Gelelim en muhterem mevzuya. Bankalar buranın can damarları. 210 farklı banka var. Hepsinin de cok şık ofisleri var. Netten baktık bir kismına, gezecek kadar az değil para merkezleri. Tarihini araştırırken birkaç skandalla karşılaştık. En çok dikkatimizi çeken de Usame Bin Ladin'in hesaplarını burada tuttukları ortaya çıkınca kopan skandal oldu Kimse bundan bahsetmek istemiyor. İsviçre gibi burası. Cüzdanlar gizli yerlere konuşlanmış, dünyayı satın almayı dahi ufak bir hesap olarak görüyorlar.

En çok gözümüze çarpan yer ise Kirchberg. Kilise tepesi demekmiş Almanca, dün oğrendim. Kirchberg platformu dedikleri yerde Avrupa'nın en önemli kurumları bulunuyor. Adalet binasından tutun da en koca finans merkezlerine, filarmoni binasindan birkaç göstermelik yaşam alanı alışveriş merkezlerine kadar mimari açıdan en zengin alan burası. Buranın şehirle olan bağını bulmaya çalışıyoruz. Şehirdeki insanlar bu bölgeyi biraz uzaylı gibi algılıyorlar. Ama emin olmalıyız, hiç umursamıyor bile olabililer.

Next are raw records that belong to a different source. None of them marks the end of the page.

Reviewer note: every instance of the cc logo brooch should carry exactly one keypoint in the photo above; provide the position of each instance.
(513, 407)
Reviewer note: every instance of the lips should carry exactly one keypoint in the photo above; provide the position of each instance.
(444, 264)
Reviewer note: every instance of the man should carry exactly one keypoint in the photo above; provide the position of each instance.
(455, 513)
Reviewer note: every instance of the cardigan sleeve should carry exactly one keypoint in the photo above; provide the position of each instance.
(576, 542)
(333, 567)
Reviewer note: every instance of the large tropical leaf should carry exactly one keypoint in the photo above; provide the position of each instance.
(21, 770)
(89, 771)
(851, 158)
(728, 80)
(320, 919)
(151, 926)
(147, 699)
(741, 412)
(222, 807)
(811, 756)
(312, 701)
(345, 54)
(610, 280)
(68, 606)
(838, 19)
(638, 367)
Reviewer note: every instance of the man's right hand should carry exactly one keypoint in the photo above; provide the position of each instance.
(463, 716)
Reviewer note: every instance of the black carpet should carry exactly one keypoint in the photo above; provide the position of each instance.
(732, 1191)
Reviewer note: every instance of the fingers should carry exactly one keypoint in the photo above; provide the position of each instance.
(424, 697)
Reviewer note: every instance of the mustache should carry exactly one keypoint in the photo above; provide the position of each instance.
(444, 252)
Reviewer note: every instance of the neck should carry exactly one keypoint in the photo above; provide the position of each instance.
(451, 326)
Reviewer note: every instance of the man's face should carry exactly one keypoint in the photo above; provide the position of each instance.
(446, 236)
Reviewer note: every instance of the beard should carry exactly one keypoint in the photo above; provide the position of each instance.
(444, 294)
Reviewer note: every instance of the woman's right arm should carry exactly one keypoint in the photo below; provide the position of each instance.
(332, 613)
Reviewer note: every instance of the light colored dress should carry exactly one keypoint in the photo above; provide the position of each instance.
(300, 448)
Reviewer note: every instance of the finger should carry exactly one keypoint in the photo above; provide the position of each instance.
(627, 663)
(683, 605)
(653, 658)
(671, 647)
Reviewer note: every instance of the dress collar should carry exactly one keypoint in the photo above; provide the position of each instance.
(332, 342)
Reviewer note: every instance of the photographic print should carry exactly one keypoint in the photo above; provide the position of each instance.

Benim kafamı kurcalayan asıl mevzu ise şehirdeki insanlarin etiği nedir ve politikaya ne açıdan bakıyorlar? Herkes halinden memnun gözüküyor ama bu hiç bi’şey düşünmüyorlar anlamına da gelmiyor. Şehirdeki insanların neye nasıl tepki verdiklerini ise hiç bilmiyoruz. Bu insanlarin limitlerini ne zorlar emin değiliz. Ne yapsak ne etsek sorunsalımızın altında biraz da bu yatıyor.